A Cross-Continental Breakthrough
Nothing exemplifies these trends better than Akeso & Summit’s development of ivonescimab. Ivonescimab, engineered in China by Akeso, is a highly engineered antibody. It is both “bispecific” (it targets PD-1 and VEGF) as well as tetravalent (it can bind these targets in 4 different locations). Not only is this antibody exquisitely designed at its binding sites, but the backbone itself is a custom “Fc-null” structure, designed to not trigger undesirable immune effects. According to CDI, Akeso is on track to make $5B from this asset, Summit – the US owner, is now valued at $14B based on this asset, and the drug is showing early potential to defeat Keytruda as the best-selling drug in the world.
Developing, identifying, and translating science like this currently depends on singular, visionary leaders who can navigate complexity and seize opportunities—often with a degree of luck. AI decision-support tools will enable more leaders to operate at this level, allowing our industry to more consistently and systematically identify, fund, and translate high-impact innovations
The Key to Addressing Biotech Complexity
AI is already becoming central to addressing the challenges of increased complexity for our industry.
Across the industry, we’re seeing well-designed AI systems adopted for sensitive purposes. Novo Nordisk has begun to use AI—in conjunction with a smaller, higher-leveraging human team—to generate clinical study reports. Beyond this foundational layer, AI will become an indispensable tool for searching, synthesizing, and interpreting the vast, complex biotech information landscape, transforming fragmented data into actionable insights.
We anticipate that the best AI-powered strategic decision-support tools will leverage integrated real-time market analytics, competitive intelligence, scientific results, clinical trial data, and regulatory updates in a unified framework. It will then combine this data with the differentiated internal expertise that our industry has spent decades building.
Executives and decision-makers will then be able to ask questions, model outcomes, and ultimately build confidence in strategic decisions that consider all the relevant contexts in one place.
Could AI Have Prevented Costly Biopharma Missteps?
Could a decision-support tool aware of the scientific landscape and newly acquired internal expertise have helped Schering and Merck avoid deprioritizing and nearly divesting pembrolizumab ($30B annual sales, according to CCI) between 2007 and 2010? Corporate disruption caused by a series of acquisitions muddied the waters around what had previously been a priority asset.
Could a decision support tool aware of the clinical trial protocols have helped AbbVie properly contextualize the risks of Stemcentrx ($5.8B, according to CDI, on a failed drug) in 2016? The emergence of ADCs was correctly seen as very exciting, but unusual secrecy around (single arm) clinical results is the kind of “cold water” context AI would find hard to ignore.
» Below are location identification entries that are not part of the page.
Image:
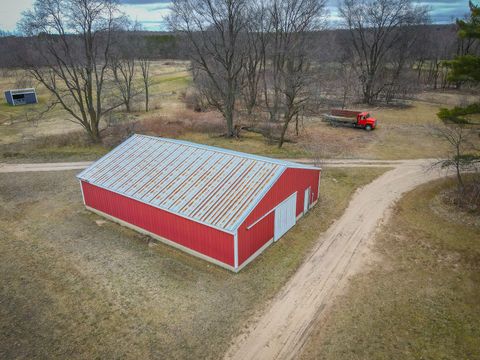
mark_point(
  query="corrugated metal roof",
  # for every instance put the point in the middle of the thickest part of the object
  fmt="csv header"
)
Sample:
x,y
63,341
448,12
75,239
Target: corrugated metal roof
x,y
209,185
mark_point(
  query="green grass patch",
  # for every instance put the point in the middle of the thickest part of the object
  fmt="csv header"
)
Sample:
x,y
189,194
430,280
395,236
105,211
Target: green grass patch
x,y
420,301
75,287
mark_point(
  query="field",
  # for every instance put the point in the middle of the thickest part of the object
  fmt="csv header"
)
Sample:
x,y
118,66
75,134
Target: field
x,y
419,300
25,138
76,286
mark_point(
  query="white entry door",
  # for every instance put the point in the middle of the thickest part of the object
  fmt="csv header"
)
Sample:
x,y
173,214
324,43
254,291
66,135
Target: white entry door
x,y
306,200
285,216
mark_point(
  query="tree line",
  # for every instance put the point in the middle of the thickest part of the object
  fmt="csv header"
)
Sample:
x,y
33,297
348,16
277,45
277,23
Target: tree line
x,y
271,61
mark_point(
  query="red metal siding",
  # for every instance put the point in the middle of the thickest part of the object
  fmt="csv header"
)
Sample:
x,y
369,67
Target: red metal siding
x,y
201,238
249,241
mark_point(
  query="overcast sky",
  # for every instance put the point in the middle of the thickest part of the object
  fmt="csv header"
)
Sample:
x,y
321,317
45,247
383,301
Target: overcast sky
x,y
151,12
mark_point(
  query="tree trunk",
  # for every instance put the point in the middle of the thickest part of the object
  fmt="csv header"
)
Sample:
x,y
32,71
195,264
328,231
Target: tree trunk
x,y
282,134
146,98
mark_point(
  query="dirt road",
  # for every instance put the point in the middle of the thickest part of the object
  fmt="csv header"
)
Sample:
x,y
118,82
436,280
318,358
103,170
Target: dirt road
x,y
5,168
281,331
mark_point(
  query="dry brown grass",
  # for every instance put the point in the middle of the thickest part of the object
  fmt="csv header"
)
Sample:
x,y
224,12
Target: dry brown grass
x,y
420,300
72,288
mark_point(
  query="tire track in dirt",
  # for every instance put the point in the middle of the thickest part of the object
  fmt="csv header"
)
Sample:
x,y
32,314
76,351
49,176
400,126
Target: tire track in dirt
x,y
281,331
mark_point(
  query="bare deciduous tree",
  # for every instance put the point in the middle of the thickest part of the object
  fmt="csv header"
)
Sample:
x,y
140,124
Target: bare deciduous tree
x,y
292,24
377,27
74,40
124,66
213,29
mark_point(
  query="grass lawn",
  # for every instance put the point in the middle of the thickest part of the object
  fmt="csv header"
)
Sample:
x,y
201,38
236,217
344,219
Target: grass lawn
x,y
249,142
75,286
421,299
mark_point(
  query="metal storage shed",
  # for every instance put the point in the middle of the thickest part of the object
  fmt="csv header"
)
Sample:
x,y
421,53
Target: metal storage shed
x,y
21,96
221,205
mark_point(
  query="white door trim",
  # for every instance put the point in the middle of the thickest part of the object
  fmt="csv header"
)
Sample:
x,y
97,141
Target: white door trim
x,y
285,216
307,199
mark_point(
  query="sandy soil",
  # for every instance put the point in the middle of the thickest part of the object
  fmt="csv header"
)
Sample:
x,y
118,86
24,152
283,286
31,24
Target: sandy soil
x,y
281,331
7,168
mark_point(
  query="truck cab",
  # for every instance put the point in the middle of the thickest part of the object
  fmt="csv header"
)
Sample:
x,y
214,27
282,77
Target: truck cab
x,y
364,120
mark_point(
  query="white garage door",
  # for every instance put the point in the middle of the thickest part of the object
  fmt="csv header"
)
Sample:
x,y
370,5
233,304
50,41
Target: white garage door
x,y
285,216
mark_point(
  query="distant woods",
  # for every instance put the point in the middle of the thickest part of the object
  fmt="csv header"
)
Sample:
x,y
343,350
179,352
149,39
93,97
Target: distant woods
x,y
275,61
263,65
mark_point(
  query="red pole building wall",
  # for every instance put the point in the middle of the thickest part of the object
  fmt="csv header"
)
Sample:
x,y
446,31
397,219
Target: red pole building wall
x,y
201,238
252,238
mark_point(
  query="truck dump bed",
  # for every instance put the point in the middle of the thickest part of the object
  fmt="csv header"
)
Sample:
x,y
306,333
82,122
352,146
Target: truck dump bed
x,y
345,113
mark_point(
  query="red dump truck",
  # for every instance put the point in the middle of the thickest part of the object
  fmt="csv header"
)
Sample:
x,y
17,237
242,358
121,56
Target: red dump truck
x,y
357,119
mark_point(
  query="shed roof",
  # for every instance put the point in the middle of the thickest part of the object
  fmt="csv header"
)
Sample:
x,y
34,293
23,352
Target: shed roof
x,y
210,185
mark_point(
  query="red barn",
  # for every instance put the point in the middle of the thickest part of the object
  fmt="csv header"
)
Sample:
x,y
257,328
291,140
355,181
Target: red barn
x,y
221,205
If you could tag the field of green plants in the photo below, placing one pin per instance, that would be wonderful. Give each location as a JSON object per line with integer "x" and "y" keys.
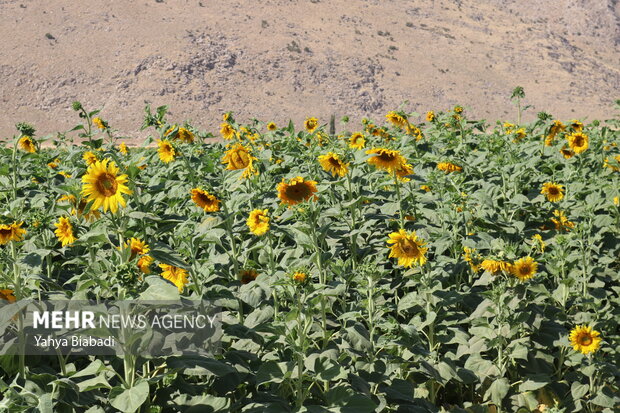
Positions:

Could a support tool aware of the clinical success of semaglutide and the market opportunity in metabolic diseases help Roche properly value OWL-833 in 2018 (sold for $50M according to CDI, with projected $15B annual sales)? GLP-1 has been associated with reduced food intake since the late ’90s, and obesity is a huge market.
The answer to each of these is almost certainly yes. The potential impact of AI-driven strategic decision-making in biopharma is immense. By harnessing AI effectively, we can improve decision-making, reduce costly missteps, and accelerate the development of life-saving treatments. The industry’s future will belong to those who master this transformation.